Winter Prose;
Stream of Thought
My head has been filled with opinions, which uphold not only my own, but those of others. To put it frankly, I have been holding onto these opposing thoughts and philosophies with utter anguish and cannot decipher which, or who’s thoughts are the cause of my despair. I have always thought that the quote, cried out at the end of THIS SIDE OF PARADISE, “I know myself, but that is all,” had been a somewhat relatable phrase I could use as my own, but perhaps it is quite the antithesis. I know all of you, but not myself, could be more appropriate if I had a clear sense of who all of you actually are. And if wisdom is knowing when to shut your mouth, I am only a wise man 25 percent of the time. This season of winter has been nothing but a dream, a nightmare in fact. Senses have been distorted for sometime now and reality seems uninteresting, or maybe so interesting that it is overwhelming.
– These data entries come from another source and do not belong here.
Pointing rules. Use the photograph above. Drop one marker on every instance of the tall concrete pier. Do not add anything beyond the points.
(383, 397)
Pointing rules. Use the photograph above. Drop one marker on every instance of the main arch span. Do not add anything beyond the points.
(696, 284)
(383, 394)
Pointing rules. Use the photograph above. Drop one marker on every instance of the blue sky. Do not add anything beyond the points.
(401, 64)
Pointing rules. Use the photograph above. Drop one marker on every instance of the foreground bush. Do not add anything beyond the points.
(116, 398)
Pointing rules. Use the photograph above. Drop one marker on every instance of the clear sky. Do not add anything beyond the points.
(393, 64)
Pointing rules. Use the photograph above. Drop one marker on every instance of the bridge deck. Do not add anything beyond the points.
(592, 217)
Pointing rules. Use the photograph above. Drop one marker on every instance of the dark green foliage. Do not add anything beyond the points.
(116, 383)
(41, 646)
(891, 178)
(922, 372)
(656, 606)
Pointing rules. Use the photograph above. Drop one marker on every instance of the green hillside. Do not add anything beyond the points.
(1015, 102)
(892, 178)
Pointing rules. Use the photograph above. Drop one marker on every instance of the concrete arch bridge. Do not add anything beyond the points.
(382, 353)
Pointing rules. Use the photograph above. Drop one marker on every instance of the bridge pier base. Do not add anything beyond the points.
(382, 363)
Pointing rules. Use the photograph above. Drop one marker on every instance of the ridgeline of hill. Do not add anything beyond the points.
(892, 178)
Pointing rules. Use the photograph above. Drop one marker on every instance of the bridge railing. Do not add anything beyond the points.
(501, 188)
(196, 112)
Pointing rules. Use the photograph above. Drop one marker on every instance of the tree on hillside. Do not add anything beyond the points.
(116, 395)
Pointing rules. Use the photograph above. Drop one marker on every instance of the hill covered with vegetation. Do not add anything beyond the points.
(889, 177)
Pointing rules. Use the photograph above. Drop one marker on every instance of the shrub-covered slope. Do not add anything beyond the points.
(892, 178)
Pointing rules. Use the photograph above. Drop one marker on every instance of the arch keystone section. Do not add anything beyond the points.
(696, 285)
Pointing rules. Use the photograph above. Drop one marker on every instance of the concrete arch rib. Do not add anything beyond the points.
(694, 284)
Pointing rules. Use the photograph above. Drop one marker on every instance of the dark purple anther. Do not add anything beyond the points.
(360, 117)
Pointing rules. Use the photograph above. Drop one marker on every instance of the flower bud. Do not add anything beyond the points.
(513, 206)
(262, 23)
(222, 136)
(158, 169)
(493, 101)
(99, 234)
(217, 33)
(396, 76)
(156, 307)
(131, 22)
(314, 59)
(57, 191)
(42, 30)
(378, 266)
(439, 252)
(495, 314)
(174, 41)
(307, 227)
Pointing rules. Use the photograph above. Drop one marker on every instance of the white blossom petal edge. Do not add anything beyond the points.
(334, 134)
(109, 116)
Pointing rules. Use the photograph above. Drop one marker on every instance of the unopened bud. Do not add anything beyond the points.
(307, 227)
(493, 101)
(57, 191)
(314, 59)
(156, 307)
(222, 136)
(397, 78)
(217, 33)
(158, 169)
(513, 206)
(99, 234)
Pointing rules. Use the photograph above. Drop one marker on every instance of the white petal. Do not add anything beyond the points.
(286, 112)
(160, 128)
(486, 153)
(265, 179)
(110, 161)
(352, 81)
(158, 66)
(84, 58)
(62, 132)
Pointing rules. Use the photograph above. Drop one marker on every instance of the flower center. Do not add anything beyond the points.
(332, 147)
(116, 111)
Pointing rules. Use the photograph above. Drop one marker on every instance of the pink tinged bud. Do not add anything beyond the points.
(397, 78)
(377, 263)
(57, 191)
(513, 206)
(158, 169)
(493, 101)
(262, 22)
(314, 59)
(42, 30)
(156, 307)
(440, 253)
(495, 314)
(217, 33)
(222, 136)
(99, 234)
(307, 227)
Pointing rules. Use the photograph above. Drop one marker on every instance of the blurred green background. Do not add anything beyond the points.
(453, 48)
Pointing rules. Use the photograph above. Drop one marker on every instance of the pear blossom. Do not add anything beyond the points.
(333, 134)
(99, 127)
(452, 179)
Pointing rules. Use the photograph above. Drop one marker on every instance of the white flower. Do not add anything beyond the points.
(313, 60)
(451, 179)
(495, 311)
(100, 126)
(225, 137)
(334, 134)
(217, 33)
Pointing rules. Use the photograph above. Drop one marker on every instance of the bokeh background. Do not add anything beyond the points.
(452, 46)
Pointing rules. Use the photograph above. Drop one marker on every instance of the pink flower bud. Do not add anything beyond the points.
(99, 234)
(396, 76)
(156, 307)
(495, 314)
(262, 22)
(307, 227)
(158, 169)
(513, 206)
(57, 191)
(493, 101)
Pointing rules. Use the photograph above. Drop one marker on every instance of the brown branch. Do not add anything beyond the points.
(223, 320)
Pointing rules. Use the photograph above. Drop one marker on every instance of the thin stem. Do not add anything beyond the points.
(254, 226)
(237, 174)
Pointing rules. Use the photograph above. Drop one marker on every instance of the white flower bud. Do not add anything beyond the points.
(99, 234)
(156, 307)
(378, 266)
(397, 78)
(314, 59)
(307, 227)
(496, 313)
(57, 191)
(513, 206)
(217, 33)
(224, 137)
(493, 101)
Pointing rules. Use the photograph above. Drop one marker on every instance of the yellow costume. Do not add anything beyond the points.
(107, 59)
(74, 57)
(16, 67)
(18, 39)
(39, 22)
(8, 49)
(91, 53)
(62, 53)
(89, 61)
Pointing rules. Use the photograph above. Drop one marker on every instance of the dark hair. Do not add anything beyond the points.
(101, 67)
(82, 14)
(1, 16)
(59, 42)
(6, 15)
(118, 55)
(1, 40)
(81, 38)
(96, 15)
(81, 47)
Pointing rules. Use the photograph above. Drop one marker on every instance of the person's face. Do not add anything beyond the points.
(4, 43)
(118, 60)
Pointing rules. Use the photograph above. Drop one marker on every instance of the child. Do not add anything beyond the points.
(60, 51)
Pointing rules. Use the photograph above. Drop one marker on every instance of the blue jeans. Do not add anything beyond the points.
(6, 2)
As a drunkard in a dive bar had once told me, in all the wisdom and elegance that a drunkard could have, “The only thing in life that we can prove is real is thought.” Although not tangible, I believe, that this theory is true. Of course, after implications that he was in fact a Nazi sympathizer I could listen no longer. I leave no honor on this planet, not that I know of. Honor is a child’s day-dream. I wish not for honor but for more. More in the idea of what I hold dear. Excess can lead to wisdom, but when you are wise, life becomes clear and no longer a mystery, an adventure, nor interesting. It becomes clear. And when it is a clear day, what you see is reality. And while reality is based upon perception, perception is for myself, something in which I try to distort, to make it interesting. But I am done. The abstract, the mystery, the suffering. What has this brought me? It has brought me to the gates of hell. It has shown me a glimpse of Heaven and it has taken it away as a tease.
No more speaking. A young man of 24, too sentimental, too analytical, too confusing and abstract for most, must learn to keep his mouth shut. I will write, but for how long? Does my future hold for me a life of writing my thoughts. And when God and I meet, shall I be too depressed and tired and beaten down to even shake his hand or give him a smile? A writer must suffer. No author shall suffer, for an author is not a writer. A writer writes for unknown reasons, reasons that lay in the womb. We know why an author writes. We know why a baker bakes. For product. For the writer, the product is what it is, a product of what we have written. But to reiterate, the reasons for being born a writer are unknown. The suffering is too much. I must quit. I must learn how to speak like the man on television, I must learn how to dress like the man at the office downtown.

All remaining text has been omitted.